La confessione di Nikolaj Stavrogin

venerdì 28 gennaio 2011 ore 21.00
Teatro “Garzoni” – Tricesimo (UD)

La confessione di Nikolaj Stavrogin. Studio sul capitolo IX “Da Tikhon” parte seconda de “I Demoni” di Fëdor Dostoevskij
regia di Paolo Antonio Simioni
con Paolo Antonio Simioni e Székely B. Miklós
consulenza artistica di Lena Lessing e di Leo Kopacin Gementi
immagini di Bartis Milán

ingresso libero

Eu-Act è un gruppo di lavoro internazionale fondato sul metodo stanislavskij-strasberg da un nucleo di attori e acting coach provenienti dalla scuola di Susan Batson, una delle più note coach americane, membro a vita dell’Actors Studio.
Lo spettacolo “Stavrogin” si inserisce in un più ampio progetto di scambi internazionali, di formazione e realizzazione di allestimenti, teso a creare legami sempre più stretti tra artisti residenti nelle più importanti capitali europee formati sul solco della stessa tradizione metodologica e uniti da una comune sensibilità rispetto all’interpretazione e al senso del lavoro dell’attore. Obiettivo finale, naturalmente, la creazione di una stabile compagnia internazionale e multilinguistica.
Gli spettacoli saranno prevalentemente interpretati in due o tre lingue con i sottotitoli.
Lo spettacolo “La confessione di Nikolaj Stavrogin” vede impegnati due dei fondatori del progetto: Paolo Antonio Simioni e Lena Lessing in collaborazione con il noto attore teatrale e cinematografico ungherese Székely B. Miklós.
Un primo importante passo dunque verso la creazione di una compagnia capace di muoversi tra l’Italia, l’Ungheria e la Germania.

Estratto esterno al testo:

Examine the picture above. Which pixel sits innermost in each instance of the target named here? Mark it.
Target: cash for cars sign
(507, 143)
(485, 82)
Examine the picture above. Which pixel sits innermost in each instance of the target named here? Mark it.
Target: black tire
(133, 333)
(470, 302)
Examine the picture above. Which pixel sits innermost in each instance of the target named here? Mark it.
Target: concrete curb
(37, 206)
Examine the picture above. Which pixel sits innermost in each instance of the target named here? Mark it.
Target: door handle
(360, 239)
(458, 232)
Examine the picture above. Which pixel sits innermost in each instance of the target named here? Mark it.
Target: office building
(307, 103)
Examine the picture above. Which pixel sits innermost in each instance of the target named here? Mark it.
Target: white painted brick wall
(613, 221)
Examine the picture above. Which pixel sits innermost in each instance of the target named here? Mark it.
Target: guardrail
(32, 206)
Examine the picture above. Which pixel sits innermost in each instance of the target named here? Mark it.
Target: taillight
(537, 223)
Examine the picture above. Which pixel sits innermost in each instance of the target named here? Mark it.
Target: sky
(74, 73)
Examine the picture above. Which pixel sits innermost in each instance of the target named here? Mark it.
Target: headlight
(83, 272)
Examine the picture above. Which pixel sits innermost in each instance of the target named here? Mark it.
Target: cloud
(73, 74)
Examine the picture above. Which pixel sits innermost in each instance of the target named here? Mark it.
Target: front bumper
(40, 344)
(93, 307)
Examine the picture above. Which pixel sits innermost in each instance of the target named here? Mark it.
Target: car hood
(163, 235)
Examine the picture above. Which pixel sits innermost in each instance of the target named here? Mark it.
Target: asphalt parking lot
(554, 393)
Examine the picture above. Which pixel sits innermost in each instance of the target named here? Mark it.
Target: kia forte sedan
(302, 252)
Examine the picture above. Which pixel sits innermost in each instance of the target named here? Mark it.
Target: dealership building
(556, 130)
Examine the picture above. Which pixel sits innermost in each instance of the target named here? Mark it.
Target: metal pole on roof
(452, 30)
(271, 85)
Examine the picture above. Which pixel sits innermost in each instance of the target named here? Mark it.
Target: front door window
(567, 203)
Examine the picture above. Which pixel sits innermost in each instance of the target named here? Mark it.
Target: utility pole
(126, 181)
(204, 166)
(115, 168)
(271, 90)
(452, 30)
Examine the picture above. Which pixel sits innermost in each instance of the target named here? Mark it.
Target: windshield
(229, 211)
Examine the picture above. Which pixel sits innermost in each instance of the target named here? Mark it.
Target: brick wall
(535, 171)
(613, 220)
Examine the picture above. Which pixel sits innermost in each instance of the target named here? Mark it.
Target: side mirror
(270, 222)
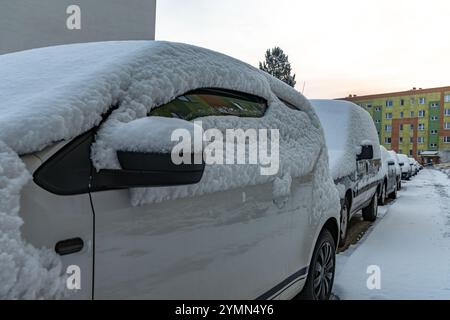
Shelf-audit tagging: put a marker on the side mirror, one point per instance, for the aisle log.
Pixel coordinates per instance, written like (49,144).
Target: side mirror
(366,153)
(144,150)
(141,170)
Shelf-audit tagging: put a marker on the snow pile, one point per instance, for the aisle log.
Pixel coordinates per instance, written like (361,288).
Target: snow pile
(347,127)
(25,272)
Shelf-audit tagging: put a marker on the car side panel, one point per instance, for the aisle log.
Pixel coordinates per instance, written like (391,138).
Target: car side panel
(236,244)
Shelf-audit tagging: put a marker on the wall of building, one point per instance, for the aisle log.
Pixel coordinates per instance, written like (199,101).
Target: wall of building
(27,24)
(411,122)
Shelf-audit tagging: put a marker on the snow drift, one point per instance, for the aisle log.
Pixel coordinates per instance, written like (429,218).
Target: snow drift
(54,94)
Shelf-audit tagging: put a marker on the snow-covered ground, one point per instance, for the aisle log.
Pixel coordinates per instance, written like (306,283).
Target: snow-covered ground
(410,244)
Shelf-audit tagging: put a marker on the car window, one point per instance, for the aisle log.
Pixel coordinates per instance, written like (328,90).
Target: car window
(290,105)
(212,102)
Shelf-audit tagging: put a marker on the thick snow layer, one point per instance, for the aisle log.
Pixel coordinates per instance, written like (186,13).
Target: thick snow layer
(385,158)
(410,245)
(394,158)
(347,127)
(25,272)
(58,93)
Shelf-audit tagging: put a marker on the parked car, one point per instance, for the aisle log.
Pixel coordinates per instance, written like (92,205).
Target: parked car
(389,182)
(398,169)
(406,167)
(142,227)
(355,159)
(414,166)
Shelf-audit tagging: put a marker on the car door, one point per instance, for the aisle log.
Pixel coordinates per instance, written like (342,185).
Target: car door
(235,244)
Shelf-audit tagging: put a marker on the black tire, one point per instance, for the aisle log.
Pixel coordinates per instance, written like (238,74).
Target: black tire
(370,213)
(324,254)
(345,220)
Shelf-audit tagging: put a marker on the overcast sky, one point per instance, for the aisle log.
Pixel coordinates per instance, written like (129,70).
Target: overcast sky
(336,47)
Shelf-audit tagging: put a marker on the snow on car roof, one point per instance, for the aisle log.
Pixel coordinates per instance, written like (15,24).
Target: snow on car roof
(347,126)
(67,88)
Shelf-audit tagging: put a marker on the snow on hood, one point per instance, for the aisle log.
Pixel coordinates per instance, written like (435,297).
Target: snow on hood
(57,93)
(347,127)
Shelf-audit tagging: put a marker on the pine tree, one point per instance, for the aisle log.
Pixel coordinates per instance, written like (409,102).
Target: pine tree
(277,64)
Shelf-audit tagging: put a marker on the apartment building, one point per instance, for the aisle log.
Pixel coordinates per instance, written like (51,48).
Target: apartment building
(414,122)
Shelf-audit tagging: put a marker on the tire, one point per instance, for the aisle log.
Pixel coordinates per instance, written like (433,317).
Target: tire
(370,213)
(345,220)
(321,270)
(383,196)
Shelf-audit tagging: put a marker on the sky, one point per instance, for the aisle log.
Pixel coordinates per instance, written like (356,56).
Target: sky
(336,47)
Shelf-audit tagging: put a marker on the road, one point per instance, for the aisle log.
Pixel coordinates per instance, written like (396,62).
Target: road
(407,251)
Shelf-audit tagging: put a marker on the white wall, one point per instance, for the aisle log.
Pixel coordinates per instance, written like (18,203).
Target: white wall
(26,24)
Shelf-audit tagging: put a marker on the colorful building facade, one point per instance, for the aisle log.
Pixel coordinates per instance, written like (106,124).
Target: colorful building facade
(414,122)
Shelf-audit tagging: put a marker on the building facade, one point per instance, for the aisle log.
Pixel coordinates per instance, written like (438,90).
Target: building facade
(29,24)
(413,122)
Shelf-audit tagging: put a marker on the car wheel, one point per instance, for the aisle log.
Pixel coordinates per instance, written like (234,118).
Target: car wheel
(345,219)
(319,284)
(370,213)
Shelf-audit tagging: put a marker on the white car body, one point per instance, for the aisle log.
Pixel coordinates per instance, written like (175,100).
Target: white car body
(241,243)
(406,166)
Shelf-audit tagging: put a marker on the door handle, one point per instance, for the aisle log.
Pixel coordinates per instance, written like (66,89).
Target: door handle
(69,246)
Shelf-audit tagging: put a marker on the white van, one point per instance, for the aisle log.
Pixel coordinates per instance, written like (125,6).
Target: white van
(92,123)
(355,159)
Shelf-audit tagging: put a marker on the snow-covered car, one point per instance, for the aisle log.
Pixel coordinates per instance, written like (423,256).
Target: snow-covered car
(414,166)
(88,138)
(406,166)
(355,158)
(389,182)
(398,169)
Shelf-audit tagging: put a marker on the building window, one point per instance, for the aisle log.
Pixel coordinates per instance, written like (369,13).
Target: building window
(435,105)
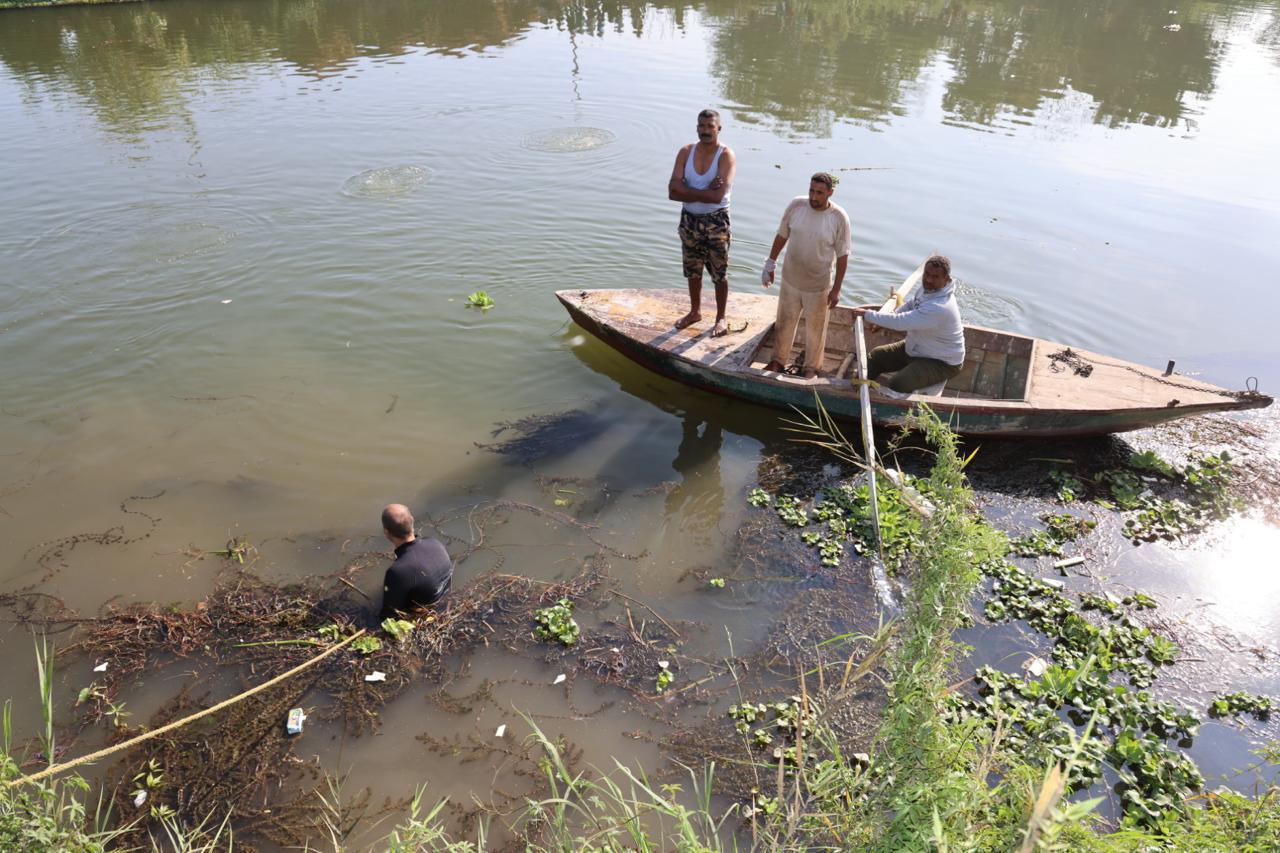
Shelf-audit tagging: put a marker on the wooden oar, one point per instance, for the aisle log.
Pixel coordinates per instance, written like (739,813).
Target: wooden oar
(908,286)
(868,442)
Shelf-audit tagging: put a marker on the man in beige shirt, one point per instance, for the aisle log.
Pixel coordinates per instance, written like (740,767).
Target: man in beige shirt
(813,270)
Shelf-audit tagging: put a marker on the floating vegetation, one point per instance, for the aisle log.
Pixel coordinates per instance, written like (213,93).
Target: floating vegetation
(567,140)
(557,623)
(389,182)
(1129,725)
(1235,703)
(664,676)
(256,630)
(1060,528)
(844,510)
(398,628)
(1160,500)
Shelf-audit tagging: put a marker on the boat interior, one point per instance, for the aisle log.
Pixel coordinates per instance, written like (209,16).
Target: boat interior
(996,364)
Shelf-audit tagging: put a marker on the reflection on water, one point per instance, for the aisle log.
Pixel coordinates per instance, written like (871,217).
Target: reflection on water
(191,305)
(695,503)
(789,64)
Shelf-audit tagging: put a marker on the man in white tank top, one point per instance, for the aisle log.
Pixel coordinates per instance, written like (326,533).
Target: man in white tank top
(702,181)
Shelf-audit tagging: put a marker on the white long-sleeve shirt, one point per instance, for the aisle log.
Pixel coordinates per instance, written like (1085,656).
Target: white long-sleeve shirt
(932,324)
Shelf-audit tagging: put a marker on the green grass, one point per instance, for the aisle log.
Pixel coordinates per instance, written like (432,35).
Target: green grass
(932,781)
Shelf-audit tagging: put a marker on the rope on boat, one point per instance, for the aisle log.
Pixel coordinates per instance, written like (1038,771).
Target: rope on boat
(1083,366)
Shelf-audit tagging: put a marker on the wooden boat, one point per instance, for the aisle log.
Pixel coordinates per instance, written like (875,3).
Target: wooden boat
(1011,384)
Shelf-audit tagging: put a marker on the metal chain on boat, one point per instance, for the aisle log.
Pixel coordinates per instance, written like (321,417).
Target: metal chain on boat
(1082,366)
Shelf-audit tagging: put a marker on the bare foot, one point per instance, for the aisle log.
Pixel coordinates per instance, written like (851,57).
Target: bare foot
(688,320)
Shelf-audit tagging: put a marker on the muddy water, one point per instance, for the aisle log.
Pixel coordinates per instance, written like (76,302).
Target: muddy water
(238,240)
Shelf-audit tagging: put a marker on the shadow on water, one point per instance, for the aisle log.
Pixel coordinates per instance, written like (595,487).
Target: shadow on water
(1008,60)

Il dialogo, tratto dal capitolo “Da Tikhon” de “I Demoni” di Dostoevskij, è un’altissima sintesi dei contenuti principali della concezione dell’autore russo, indagando il rapporto tra l’uomo e il male, l’irrompere del nichilismo come un’ondata capace di distruggere qualsiasi argomento teologico, il compiacimento del vizio, della perversione, fino all’esplosione della rabbia e dell’autodistruzione. Visione profetica della tragica storia dell’uomo del novecento. Un intenso confronto tra due personaggi monumentali di spaventosa doppiezza. L’uomo Stavrogin confessa il più orribile dei delitti: ha pervertito una bambina; ma il demone di Stavrogin è lì per mettere in crisi la fede del monaco e per dimostrargli che non c’è spazio per la grazia in un carattere il cui destino è inevitabilmente proiettato verso un nuovo crimine persino più grave.

paolo antonio simioni

Specialista del metodo Stanislavskij-Strasberg, si dedica da subito alla formazione di giovani attori in varie città italiane, fino a giungere a Roma, dove si stabilisce, approdando come acting coach agli studios di Cinecittà.
Sta attualmente presentando il suo sistema di lavoro in varie città europee tra cui Budapest e Berlino. Dal 1997 ad oggi ha lavorato con artisti del calibro di Gabriele Vacis, Giuseppe Bevilacqua e Lena Lessing (coach sull’ultimo set di Quentin Tarantino). Come attore ha recitato al fianco di Luciano Virgilio, Sergio Castellitto e Terence Hill. Come regista ha diretto attori del calibro di Omero Antonutti, Susanna Costaglione e Werner di Donato, fino a partecipare, grazie alla stretta collaborazione con Marco Maria Tosolini, a rassegne di rilievo internazionale quali il “Festival dei due Mondi” di Spoleto e il Mittelfest.

székely b. miklós

Attore teatrale e cinematografico ungherese. Ha lavorato con i massimi rappresentanti del cinema magiaro quali István Szabó, Miklós Jancsó, Béla Tarr. Nel 2010 ha recitato in The Frankenstein Projekt di Kornél Mundruczó, in concorso al Festival di Cannes.